2,4 billions triples of Bioinformatics RAW DATA NOW

In his recent talk at TED, Tim Berner Lee invited the data provider to make available data in RDF format to help the building process of linked data web.  He asked them to offer RAW DATA NOW.



We totally share this approach in the Bio2RDF community, our goal is to make public dataset of the bioinformatics domain available in RDF format via standard SPARQL endpoints (Virtuoso server is used for that).  We strongly believe in the semantic web approach to solve science problems but we do not want to wait for data provider to do the RAW DATA conversion job.  Converting data to RDF is not fun, we did a lot of this dirty job, and here are the results for 34 datasets.

Our current datasets in N3 format are available here :

http://quebec.bio2rdf.org/download/n3/

We invite semantic search engine provider to index these files.
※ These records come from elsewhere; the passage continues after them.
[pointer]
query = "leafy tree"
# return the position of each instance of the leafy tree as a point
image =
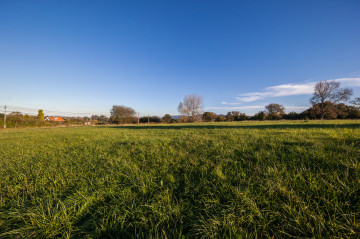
(191, 107)
(329, 91)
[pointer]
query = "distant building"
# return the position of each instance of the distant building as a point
(55, 119)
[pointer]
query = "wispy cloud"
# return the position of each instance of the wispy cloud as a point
(289, 90)
(257, 107)
(248, 107)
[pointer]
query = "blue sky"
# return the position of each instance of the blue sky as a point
(85, 56)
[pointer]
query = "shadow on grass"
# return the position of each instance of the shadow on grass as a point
(270, 126)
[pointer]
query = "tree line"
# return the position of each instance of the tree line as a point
(328, 102)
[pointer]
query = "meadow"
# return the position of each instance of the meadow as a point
(283, 179)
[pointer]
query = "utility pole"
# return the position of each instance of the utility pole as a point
(5, 118)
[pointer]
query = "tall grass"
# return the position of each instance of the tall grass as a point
(286, 179)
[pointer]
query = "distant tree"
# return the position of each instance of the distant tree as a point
(95, 117)
(235, 115)
(41, 114)
(329, 91)
(166, 118)
(229, 117)
(209, 116)
(291, 116)
(274, 111)
(353, 112)
(260, 116)
(220, 118)
(122, 114)
(16, 113)
(329, 111)
(191, 107)
(103, 118)
(242, 117)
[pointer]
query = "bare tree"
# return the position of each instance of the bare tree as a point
(329, 91)
(191, 107)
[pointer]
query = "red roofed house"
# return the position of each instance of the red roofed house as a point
(56, 119)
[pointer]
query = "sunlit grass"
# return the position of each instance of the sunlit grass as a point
(240, 179)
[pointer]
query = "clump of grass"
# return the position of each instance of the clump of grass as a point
(241, 179)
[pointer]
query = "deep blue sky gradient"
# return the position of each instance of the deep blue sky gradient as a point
(85, 56)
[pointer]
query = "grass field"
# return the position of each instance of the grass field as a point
(285, 179)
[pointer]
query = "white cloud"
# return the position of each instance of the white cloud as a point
(348, 82)
(249, 107)
(290, 89)
(226, 103)
(288, 108)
The way we produce them is documented in our Wiki at SourceForge in the Cookbook section :

http://bio2rdf.wiki.sourceforge.net/Namespace%27s+update

The actual list of SPARQL endpoints in the linked data cloud is hosted here :

http://esw.w3.org/topic/TaskForces/CommunityProjects/LinkingOpenData/DataSets/Statistics

Bio2RDF 2,4 billions triples graph of linked data represents 51 % of the actual global linked data graph size.

Finally, this is what this highly connected knowledge world look like.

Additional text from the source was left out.